Anaconda:   Anaconda Navigator is a GUI that provides easy access to Python distributions. Typical installations will include Jupyter Notebook, JupyterLab, a Powershell terminal, and Spyder (a Python IDE). It provides a nice interface to install and upgrade different python environments and packages. While it also supports R and RStudio, if you program in R, we recommend a installing R/RStudio separately.

Docker:  Docker is an open software platform used to create containers, objects that include everything needed to run an application regardless of the computer's operating system.  In terms of reproducible research, a container such as one made with Docker can be used to document and share the computational environment used in a research project.  

Git:      Version control software.  Git is “free and open source distributed version control system.”  It is commonly the system used to power repositories such as GitHub, Bitbucket, and GitLab. A competing system for Git is Mercurial.

Hyper-V : A native hypervisor, or virtual machine monitor in Windows.  It creates and runs virtual machines.
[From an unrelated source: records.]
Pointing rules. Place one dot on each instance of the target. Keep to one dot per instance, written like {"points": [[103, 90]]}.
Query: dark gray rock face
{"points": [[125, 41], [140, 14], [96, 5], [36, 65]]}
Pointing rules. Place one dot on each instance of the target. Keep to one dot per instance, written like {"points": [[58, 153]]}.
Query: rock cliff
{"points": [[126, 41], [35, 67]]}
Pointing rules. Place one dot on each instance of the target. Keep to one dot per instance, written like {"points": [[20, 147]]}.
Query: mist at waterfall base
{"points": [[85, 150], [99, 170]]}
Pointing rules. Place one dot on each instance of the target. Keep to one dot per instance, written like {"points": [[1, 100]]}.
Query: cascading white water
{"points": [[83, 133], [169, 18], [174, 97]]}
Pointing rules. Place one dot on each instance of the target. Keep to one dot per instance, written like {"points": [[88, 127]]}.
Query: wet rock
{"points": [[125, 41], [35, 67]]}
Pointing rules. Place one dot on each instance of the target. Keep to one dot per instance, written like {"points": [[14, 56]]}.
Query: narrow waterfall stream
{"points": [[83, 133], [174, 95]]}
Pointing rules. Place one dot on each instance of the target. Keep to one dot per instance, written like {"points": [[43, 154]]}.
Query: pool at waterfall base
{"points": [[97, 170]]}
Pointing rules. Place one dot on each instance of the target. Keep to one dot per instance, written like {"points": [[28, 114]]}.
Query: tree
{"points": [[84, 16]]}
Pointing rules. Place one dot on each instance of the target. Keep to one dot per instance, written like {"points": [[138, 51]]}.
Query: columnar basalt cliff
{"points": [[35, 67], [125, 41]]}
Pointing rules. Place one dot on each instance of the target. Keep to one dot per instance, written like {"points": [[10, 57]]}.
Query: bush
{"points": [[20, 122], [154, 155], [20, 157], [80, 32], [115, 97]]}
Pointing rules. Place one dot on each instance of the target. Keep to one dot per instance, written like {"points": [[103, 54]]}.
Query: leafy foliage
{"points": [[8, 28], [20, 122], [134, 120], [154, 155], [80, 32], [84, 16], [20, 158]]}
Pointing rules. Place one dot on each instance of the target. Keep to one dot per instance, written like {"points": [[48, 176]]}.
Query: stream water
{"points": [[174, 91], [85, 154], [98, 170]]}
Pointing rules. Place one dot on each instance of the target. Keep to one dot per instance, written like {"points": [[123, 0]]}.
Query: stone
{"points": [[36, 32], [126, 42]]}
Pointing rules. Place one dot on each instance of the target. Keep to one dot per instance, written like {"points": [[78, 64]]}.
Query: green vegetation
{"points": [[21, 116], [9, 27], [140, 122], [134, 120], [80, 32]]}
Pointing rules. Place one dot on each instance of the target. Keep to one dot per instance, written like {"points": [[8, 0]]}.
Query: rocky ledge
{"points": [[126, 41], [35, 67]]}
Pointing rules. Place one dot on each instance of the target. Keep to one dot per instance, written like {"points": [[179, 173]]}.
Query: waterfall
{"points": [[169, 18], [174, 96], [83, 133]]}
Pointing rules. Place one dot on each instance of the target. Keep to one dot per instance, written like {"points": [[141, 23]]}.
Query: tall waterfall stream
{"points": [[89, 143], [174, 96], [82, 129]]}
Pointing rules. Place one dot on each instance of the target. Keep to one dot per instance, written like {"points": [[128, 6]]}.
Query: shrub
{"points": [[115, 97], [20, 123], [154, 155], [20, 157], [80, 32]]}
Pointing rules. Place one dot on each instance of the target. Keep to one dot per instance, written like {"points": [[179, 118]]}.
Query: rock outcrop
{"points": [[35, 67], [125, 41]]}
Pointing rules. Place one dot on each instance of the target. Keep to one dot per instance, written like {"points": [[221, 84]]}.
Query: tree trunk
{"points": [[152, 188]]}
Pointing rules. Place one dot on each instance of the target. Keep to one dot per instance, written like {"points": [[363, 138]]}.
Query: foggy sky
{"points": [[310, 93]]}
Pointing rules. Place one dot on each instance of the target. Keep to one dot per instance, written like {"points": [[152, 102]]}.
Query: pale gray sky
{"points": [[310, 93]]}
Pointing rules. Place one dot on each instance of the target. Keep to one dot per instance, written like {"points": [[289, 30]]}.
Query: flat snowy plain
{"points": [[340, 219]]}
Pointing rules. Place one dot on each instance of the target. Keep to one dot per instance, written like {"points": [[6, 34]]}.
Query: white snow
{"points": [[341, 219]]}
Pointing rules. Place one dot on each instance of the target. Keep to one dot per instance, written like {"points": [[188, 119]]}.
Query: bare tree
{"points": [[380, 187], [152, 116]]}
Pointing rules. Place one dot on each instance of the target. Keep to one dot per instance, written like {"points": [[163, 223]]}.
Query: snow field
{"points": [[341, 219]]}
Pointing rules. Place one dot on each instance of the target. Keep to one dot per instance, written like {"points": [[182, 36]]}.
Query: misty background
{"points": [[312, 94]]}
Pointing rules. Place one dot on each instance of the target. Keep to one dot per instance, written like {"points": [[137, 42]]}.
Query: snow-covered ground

IDE:    IDE stands for Integrated Development Environment. It is a software application that allows programmers to develop and debug their software. Good IDEs will provide comprehensive utilities supporting development in a particular language. Most IDEs are specific to a particular programming language or development environment, such as Spyder for Python, CLion for C++, and Xcode for Apple products. Some, such as Visual Studio, will support a suite of (often related) languages.

Java:      A general purpose computer programming language that support object-oriented development. It is often used for client-server web applications.  Java is a mid-level, compiled programming language. 

Kernel:  "The most basic level or core of an operating system of a computer, responsible for resource allocation, file management, and security."  It helps software and hardware communicate.  In terms of programming, when you run a Python kernel or R kernel, the kernel will contain all the information needed to translate the programming language to computer processes. In terms of containers or virtual machines, each container will have its own kernel so it can run as an independent environment, even though it's running inside of the operating system on a computer.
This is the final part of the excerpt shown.